I am trying to be mature about this but finding myself increasingly upset at the difference in attitude that my 19 month old daughter exhibits towards her daddy and me. He is her main carer, looking after her for half the working week, along with a childminder, while I work full time (not through choice).
Her preference for him is evident to the point where she hardly allows me to pick her up. She certainly won't entertain the idea of me reading as story to her, for example, if he is in the room (and therefore in her eyes, available). This preference has been particularly apparent during the last few days, during which she's been ill. All she wants is daddy, and responds to me with screaming and crying and trying to get away, calling for him. Unless, that is, he isn't around, in which case she bleats after him a bit but basically seems to accept that I'm the only parent on offer.
It's so hurtful. I am the best mummy I can be in the time I have with her but to be honest, it seems as though I might as well not exist. I can understand her having a greater attachment to my husband because she sees that much more of him, but I don't see my friends' children exhibiting the same sort of behaviour towards their fathers. On the contrary, they seem positively delighted when daddy gets home from work.
It's bad enough having to go out and leave her all day, every day. Our current financial situation/earning potential dictates that this is the way we have to live at the moment, but I feel as though I am being doubly punished. As I said at the beginning of this post, I'm really trying to be rational about it but I really can't stand another situation in which my little girl is fighting her way out of my arms and crying for her dad.
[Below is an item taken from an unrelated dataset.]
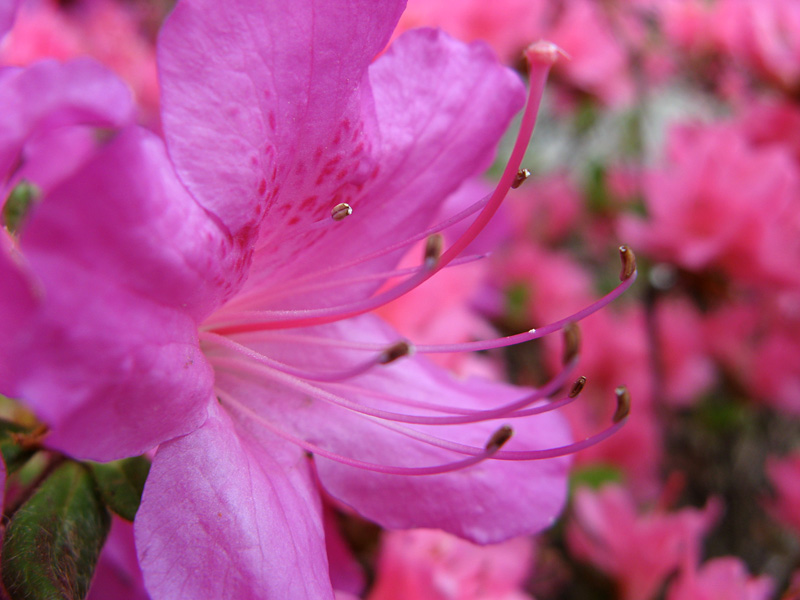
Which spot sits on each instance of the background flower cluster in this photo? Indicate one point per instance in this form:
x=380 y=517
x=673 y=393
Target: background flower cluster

I don't expect her gratitude fot the fact that I'm always the one who gets out of bed at night to see to her when she needs it, and always the one who wakes up if anything is wrong, who makes sure there are clean clothes, clean nappies, warm milk to drink and bottles of calpol on standby - etc, etc, etc - but it would be nice to mean a bit more to her than just some horrible alternative to daddy, who will do only if he isn't in the house.
Anyone else out there been through this?